Para enfrentar a questão, surgiram propostas mirabolantes — e rejeitadas pelo poder público — como restringir o acesso à cidade com um número fecha­do de visitantes por dia e divulgar ou­tros campos (praças venezianas) para ti­rar o fluxo dos principais pontos turísti­cos da cidade.

A única ideia que o governo local topou foi a criação de uma taxa de turismo, es­tipulada em 3 euros por dia. No entan­to, como a cobrança é paga diretamente no hotel, ficam de fora da arrecadação os milhões de turistas que, embora passem o dia desfrutando da beleza de Veneza, não pernoitam na cidade.

Ciao, ciao Venezia

Em pleno contraste com a invasão de turistas, Veneza nunca teve tão poucos habitantes como agora. E pior, o número tende a diminuir. Hoje vivem na cidade 56 mil pessoas, quantidade bem inferior aos 98 mil que sobreviveram à epidemia de peste bubônica em 1631.

Segundo as últimas estatísticas mu­nicipais, a cada ano cerca de 1.000 mo­radores deixam a cidade e, se o esvazia­mento continuar, em duas décadas, não haverá mais venezianos na Laguna — no­me afetuoso que a cidade-lagoa recebeu de seus amantes.

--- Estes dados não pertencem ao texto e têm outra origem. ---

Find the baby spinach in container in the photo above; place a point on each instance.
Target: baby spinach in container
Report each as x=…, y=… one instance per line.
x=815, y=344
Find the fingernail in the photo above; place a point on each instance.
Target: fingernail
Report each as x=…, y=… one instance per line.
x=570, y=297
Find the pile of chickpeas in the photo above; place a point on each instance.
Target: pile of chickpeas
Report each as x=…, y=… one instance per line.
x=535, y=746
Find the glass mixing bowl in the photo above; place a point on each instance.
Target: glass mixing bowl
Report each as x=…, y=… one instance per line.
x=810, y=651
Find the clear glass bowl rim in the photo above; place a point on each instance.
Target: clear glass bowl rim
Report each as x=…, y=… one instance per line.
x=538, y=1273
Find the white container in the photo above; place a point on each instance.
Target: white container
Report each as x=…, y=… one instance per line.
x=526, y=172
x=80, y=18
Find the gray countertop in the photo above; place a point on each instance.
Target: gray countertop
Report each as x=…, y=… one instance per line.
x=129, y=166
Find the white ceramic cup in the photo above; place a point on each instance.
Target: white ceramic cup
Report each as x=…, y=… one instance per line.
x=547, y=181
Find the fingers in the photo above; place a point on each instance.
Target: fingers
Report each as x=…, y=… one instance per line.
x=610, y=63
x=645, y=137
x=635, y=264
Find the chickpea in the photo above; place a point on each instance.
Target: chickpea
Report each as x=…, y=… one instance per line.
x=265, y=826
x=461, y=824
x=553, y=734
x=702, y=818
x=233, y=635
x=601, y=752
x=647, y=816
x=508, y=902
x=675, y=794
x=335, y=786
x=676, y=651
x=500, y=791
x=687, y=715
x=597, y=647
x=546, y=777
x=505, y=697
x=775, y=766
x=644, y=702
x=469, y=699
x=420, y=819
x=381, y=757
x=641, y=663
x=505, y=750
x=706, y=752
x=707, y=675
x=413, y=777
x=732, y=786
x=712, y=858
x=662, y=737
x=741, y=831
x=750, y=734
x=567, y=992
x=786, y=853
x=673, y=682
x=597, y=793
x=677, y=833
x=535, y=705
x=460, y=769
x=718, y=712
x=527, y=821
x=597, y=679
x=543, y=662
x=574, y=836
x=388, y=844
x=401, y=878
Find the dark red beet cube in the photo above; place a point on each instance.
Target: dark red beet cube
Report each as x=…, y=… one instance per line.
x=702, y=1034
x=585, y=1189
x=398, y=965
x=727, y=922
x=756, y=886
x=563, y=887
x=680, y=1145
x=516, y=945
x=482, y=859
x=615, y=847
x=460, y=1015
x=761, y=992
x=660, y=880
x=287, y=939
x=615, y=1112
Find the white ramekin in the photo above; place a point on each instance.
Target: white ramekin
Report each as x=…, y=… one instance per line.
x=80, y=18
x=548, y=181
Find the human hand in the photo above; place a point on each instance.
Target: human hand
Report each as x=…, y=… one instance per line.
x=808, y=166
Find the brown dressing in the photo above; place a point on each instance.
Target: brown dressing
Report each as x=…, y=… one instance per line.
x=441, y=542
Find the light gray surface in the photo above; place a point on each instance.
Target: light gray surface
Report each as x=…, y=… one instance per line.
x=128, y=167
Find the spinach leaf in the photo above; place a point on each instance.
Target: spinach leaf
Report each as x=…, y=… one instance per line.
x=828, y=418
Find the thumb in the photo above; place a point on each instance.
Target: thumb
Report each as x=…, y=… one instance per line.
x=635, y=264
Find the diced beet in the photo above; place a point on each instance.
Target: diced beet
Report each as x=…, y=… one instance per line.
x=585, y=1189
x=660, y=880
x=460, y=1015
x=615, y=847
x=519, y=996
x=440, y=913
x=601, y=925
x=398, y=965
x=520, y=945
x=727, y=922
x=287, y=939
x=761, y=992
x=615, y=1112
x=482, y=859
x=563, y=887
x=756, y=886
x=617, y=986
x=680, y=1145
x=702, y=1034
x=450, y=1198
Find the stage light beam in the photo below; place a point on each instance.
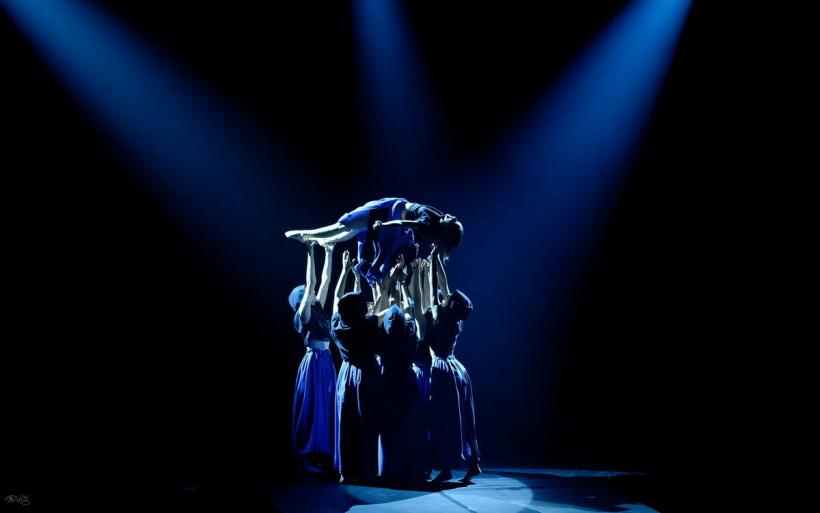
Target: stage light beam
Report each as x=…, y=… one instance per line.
x=399, y=109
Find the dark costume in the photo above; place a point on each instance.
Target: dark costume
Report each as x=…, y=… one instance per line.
x=357, y=388
x=403, y=433
x=452, y=410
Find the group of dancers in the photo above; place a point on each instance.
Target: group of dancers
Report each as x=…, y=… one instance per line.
x=402, y=405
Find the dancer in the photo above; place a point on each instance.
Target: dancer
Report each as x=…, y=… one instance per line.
x=422, y=358
x=357, y=389
x=385, y=228
x=313, y=406
x=452, y=410
x=403, y=434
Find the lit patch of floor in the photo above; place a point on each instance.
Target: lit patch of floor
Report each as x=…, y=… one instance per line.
x=502, y=490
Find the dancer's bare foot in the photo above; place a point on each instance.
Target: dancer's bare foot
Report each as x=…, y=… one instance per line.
x=295, y=235
x=444, y=475
x=473, y=471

Para chamar atenção ao problema, o farmacêutico Andrea Morelli, 57, fez al­go inusitado: instalou em uma vitrine da farmácia um contador luminoso regres­sivo que indica o número de habitantes de Veneza. "Este problema tinha que sair do gueto e ser escancarado aos quatro cantos do mundo", explicou.

Fuga de jovens

Sem perspectiva de trabalho, os jo­vens são os primeiros a deixar a cidade. "Muitos vão embora porque, além de não encontrarem um trabalho que não seja ligado ao turismo, não acham imó­veis com aluguéis acessíveis", assinala Tommaso Cacciari, ativista do Labora­tório Ocupado Morion. E completa: "Os valores praticados pelo mercado imobi­liário são impensáveis para um jovem precarizado".

Para ele, há duas raízes para o proble­ma da falta de moradia para os jovens lo­cais. De um lado, as casas particulares fo­ram sendo transformadas em pequenos hotéis ou em alojamentos para turistas. Do outro, há uma enormidade de resi­dências abandonadas pela Prefeitura lo­cal. Por serem antigas, não podem pas­sar por reformas de adequação para se ajustar aos parâmetros mínimos de se­gurança — reformá-las custaria uma for­tuna aos cofres venezianos, dinheiro que as autoridades não possuem em meio à política de austeridade em voga desde a crise de 2008.

Território envelhecido

Com a saída dos mais jovens, Veneza está se tornando um território envelhe­cido: a idade média dos venezianos é de 50 anos, segundo dados da Prefeitura.

Quem fica por lá, sofre com as mu­danças do local. "Veneza não foi pen­sada para os mais velhos, é uma cida­de sem serviços, que exclui quem atin­ge certa idade. Basta pensar que aqui tu­do é feito a pé. Para ir de uma calla [rua] a outra é preciso atravessar uma ponte com escadas; e bem poucas têm rampas de acesso para cadeiras de roda ou carri­nhos que ajudam os idosos a se locomo­ver", diz Morelli.

Para Salvatori Settis, escritor italiano e autor do livro Se Veneza morre, é a fal­ta de reação dos venezianos que preocu­pa. "Falta uma comunidade crítica e ati­va que não seja serva do turismo. Exis­te uma vontade de mudança, de ruptura com os paradigmas atuais, mas ainda é muito silenciosa", afirma.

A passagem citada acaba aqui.